Meeting behind closed doors, Kerry briefed members of the Senate Foreign Relations Committee on the chemical weapons strategy he negotiated with Russia last week in Geneva. One of Kerry's deputies, Wendy Sherman, spoke by telephone with House Foreign Affairs Committee members.
"He (Kerry) said that the watchwords are not 'trust but verify,' they are 'verify and verify,'" Sen. Dick Durbin, D-Ill., said in summing Kerry's message at the session. "I think it reflects the fact that we're dealing with a war zone, civil war under way, which makes it extremely difficult and we're dealing with questionable allies in this effort. ... It is a daunting task but it will serve the world well if we can do it and make this a safer world."
Sen. Bob Menendez of New Jersey, the committee chairman, said senators were looking for a U.N. Security Council resolution that makes the plan enforceable over the coming months.
"Each moment provides a test to see whether Assad is going to comply," Menendez said.
The talks come amid continued diplomatic wrangling over how to collect Syria's arsenal of chemical and biological agents to prevent any repeat of the Aug. 21 attack outside Damascus that, according to the U.S., killed more than 1,400 people, including at least 400 children.

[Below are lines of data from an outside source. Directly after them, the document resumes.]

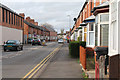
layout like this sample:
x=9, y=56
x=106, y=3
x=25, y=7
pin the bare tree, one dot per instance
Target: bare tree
x=62, y=33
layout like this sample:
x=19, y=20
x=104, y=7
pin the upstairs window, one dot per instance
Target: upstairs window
x=12, y=18
x=9, y=17
x=104, y=17
x=3, y=16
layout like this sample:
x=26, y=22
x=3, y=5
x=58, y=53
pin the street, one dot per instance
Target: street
x=16, y=64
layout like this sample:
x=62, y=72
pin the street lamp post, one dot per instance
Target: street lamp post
x=69, y=24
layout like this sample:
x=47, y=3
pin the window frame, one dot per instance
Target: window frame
x=88, y=35
x=98, y=25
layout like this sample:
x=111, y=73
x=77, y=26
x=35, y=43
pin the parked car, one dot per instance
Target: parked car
x=30, y=41
x=60, y=41
x=36, y=41
x=13, y=45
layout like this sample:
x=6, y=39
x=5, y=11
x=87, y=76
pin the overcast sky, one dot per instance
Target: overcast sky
x=54, y=12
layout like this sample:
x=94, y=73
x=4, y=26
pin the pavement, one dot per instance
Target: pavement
x=62, y=66
x=16, y=64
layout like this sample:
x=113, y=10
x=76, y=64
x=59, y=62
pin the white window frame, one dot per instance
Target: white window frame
x=99, y=23
x=112, y=19
x=88, y=37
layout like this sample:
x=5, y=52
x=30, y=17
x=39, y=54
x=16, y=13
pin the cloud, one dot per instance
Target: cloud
x=54, y=13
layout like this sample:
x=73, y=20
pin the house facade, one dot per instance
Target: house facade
x=11, y=25
x=114, y=39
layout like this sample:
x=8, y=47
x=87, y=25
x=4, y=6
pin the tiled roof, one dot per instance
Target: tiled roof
x=90, y=18
x=5, y=7
x=34, y=26
x=103, y=5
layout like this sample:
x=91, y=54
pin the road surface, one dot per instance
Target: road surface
x=16, y=64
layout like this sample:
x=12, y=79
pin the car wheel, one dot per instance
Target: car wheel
x=5, y=50
x=17, y=48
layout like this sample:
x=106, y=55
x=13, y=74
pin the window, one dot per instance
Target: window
x=91, y=27
x=91, y=38
x=3, y=16
x=6, y=16
x=16, y=20
x=21, y=22
x=104, y=33
x=9, y=17
x=104, y=17
x=12, y=18
x=114, y=37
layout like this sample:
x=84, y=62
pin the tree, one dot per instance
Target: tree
x=62, y=33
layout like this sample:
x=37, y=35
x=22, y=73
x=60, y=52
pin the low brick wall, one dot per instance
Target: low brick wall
x=83, y=56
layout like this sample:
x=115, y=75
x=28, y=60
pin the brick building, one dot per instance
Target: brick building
x=52, y=33
x=93, y=23
x=11, y=25
x=32, y=30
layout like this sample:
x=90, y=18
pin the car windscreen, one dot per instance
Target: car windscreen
x=11, y=42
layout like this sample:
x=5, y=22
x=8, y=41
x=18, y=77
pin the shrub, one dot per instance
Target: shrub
x=83, y=44
x=74, y=48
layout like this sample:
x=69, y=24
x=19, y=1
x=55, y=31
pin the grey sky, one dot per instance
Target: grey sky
x=54, y=13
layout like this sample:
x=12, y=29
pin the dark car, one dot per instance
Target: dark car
x=60, y=41
x=36, y=41
x=30, y=41
x=13, y=45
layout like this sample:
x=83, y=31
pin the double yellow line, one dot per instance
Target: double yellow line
x=38, y=66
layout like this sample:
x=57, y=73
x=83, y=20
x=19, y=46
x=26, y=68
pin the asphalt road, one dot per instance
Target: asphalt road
x=16, y=64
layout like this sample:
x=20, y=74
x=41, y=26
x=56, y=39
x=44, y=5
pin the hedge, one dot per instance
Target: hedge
x=74, y=48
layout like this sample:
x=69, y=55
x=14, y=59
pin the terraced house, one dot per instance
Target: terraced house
x=32, y=30
x=99, y=27
x=11, y=25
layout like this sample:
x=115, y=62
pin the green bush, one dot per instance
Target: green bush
x=78, y=39
x=83, y=44
x=74, y=48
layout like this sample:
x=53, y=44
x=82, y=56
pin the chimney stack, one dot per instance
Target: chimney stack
x=22, y=15
x=28, y=19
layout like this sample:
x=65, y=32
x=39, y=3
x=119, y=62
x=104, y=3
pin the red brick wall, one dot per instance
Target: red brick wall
x=7, y=24
x=83, y=57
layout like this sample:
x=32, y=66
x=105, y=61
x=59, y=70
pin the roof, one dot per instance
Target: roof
x=83, y=24
x=90, y=18
x=5, y=7
x=103, y=5
x=34, y=26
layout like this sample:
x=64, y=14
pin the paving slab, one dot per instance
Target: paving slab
x=62, y=66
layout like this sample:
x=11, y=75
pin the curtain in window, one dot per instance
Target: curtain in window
x=104, y=33
x=91, y=38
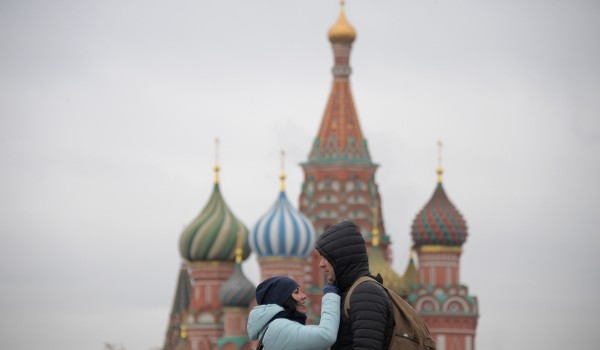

In an interview Tuesday with the Spanish-language network Telemundo, President Barack Obama said evidence of a chemical weapons attack in Syria compiled by U.N. investigators should sway governments that were reluctant to hold the Assad regime accountable.
"What that does, I think, is change the international dynamic," Obama said. "I think it changes international opinion on this issue. But I am also committed to saying, 'Can we resolve this diplomatically?'"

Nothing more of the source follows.